Pesticide industry eyes make in India opportunity from covid
Date:05-04-2020
By Harish Damodaran
The big opportunity the Indian industry has to undertake is manufacturing of active ingredients that are scheduled to lose patent protection in the next few years.
While the focus has been on pharmaceuticals, the issue of “Chinese dependence” is coming to the fore, especially post Covid-19, also in pesticides. India’s imports of crop protection chemicals – mainly the technical material or active ingredients that go into making end-use formulations – stood at Rs 9,266.84 crore in 2018-19, most of it coming from China (Rs 4,904.28 crore), US (Rs 1,050.69 crore) and Germany (Rs 614.53 crore).
“Just as in pharma, the government should encourage backward integration by our industry to reduce excessive reliance on imports of technicals, particularly from China,” says Rajesh Aggarwal, managing director of Insecticides (India) Ltd.
The Rs 1,250-crore annual sales company – along with UPL, Gharda Chemicals, PI Industries, Meghmani Organics, Indofil Industries, Coromandel International and NACL Industries (formerly Nagarjuna Agrichem) – is among the few major domestic manufacturers of technical grade pesticides.
“We can and should do more. And this is the time for the government to also help,” points out Aggarwal, whose company manufactures technical-grade products that include herbicides (bispyribac-sodium, pretilachlor and atrazine), insecticides (lambda-cyhalothrin, bifenthrin and thiamethoxam) and fungicides (thiophanate methyl).

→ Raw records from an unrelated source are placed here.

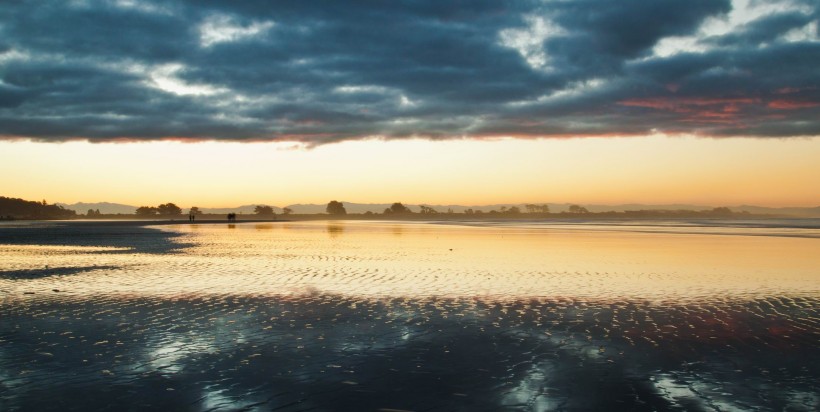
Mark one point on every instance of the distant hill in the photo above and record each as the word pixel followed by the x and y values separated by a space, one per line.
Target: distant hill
pixel 313 208
pixel 244 209
pixel 301 208
pixel 25 209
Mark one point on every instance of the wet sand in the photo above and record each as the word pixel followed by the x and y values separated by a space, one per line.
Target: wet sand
pixel 368 316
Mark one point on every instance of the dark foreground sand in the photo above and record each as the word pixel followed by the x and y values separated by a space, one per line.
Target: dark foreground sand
pixel 68 343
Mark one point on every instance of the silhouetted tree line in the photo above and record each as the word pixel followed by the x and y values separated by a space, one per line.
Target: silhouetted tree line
pixel 264 210
pixel 335 208
pixel 15 208
pixel 165 209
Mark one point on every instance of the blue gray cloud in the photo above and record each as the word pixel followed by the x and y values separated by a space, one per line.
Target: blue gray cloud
pixel 319 72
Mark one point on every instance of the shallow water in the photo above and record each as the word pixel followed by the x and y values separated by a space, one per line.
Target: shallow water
pixel 411 316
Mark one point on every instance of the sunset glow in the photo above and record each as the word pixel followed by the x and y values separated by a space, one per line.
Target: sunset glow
pixel 655 170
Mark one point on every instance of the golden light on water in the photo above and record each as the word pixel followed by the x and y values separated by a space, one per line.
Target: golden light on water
pixel 361 259
pixel 656 169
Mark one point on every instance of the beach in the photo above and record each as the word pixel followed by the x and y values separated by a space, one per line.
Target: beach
pixel 342 315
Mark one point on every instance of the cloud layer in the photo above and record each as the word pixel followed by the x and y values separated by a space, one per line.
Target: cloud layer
pixel 318 72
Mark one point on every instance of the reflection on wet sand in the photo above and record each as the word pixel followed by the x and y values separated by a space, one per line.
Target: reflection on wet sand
pixel 449 318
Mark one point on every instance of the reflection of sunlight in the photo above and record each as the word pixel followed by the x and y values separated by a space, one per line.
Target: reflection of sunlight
pixel 531 390
pixel 369 260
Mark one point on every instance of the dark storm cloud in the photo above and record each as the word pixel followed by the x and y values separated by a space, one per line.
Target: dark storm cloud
pixel 321 72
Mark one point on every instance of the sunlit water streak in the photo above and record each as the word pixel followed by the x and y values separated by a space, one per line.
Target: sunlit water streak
pixel 362 316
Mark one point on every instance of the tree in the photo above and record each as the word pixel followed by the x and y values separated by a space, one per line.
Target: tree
pixel 335 208
pixel 397 208
pixel 169 209
pixel 146 211
pixel 263 210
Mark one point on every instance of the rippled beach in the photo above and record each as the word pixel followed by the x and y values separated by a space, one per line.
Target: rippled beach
pixel 342 315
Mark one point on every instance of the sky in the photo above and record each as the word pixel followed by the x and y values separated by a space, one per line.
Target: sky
pixel 589 101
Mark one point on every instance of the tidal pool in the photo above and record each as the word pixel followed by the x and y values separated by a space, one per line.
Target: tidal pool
pixel 344 315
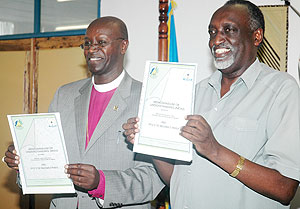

Significantly, India, in 2018-19, exported crop protection chemicals worth Rs 22,090.18 crore, a large part of it to Brazil (Rs 4,314.74 crore) and the US (Rs 4,238.63 crore). “Our exports are higher than the domestic market, the size of which is Rs 19,000-20,000 crore. Investing in technical manufacturing capacity will allow us to project ourselves as more serious players in the global market. We can emerge as an alternative global supplier to China of both formulation products and technical material,” adds Aggarwal.
The one big opportunity the Indian industry has is to undertake manufacturing of active ingredients that are scheduled to lose patent protection in the next few years.
These include chlorantraniliprole and cyantraniliprole (both blockbuster insecticides of DuPont sold to FMC Corporation of US in 2017, while marketed under ‘Coragen’ and ‘Benavia’ brands, with their patents expiring in 2022 and 2024, respectively), flubendiamide (insecticide molecule of Bayer CropScience sold under ‘Fame’ brand and just gone off-patent) and fluopyram (fungicide, also of Bayer and marketed as ‘Luna’, with patent expiry in 2024).
“The multinationals that have developed these active ingredients simply import them now. The government should speed up the process of granting registration for their manufacture by domestic companies once they have become generic chemicals,” states Aggarwal.
Potential manufacturers are permitted to reverse-engineer proprietary crop protection products even during their period of patent protection. They can further carry out bio-efficacy and residue trials (in soil, water and plants under different agro-climatic conditions), apart from toxicology studies on their proposed generic version. All this data, including information of packaging/labeling and shelf-life, has to be submitted to the Central Insecticides Board and Registration Committee in the Union Agriculture Ministry.
“The problem today is that even after the data is submitted, the grant of registration takes inordinately long time. As a result, we cannot launch any product that has gone off-patent and make it immediately available to farmers at a more competitive rate. Since the registration process is so slow, it discourages domestic manufacturing and India ends up being a large-scale importer of technical material from China, The ultimate loser is the farmer,” claims Aggarwal. His company has been trying to obtain registration for manufacture of dinotefuran technical, a generic insecticide originally developed by Mitsui Chemicals, for almost two years.
Whether that pace would change, after novel coronavirus, has to be seen.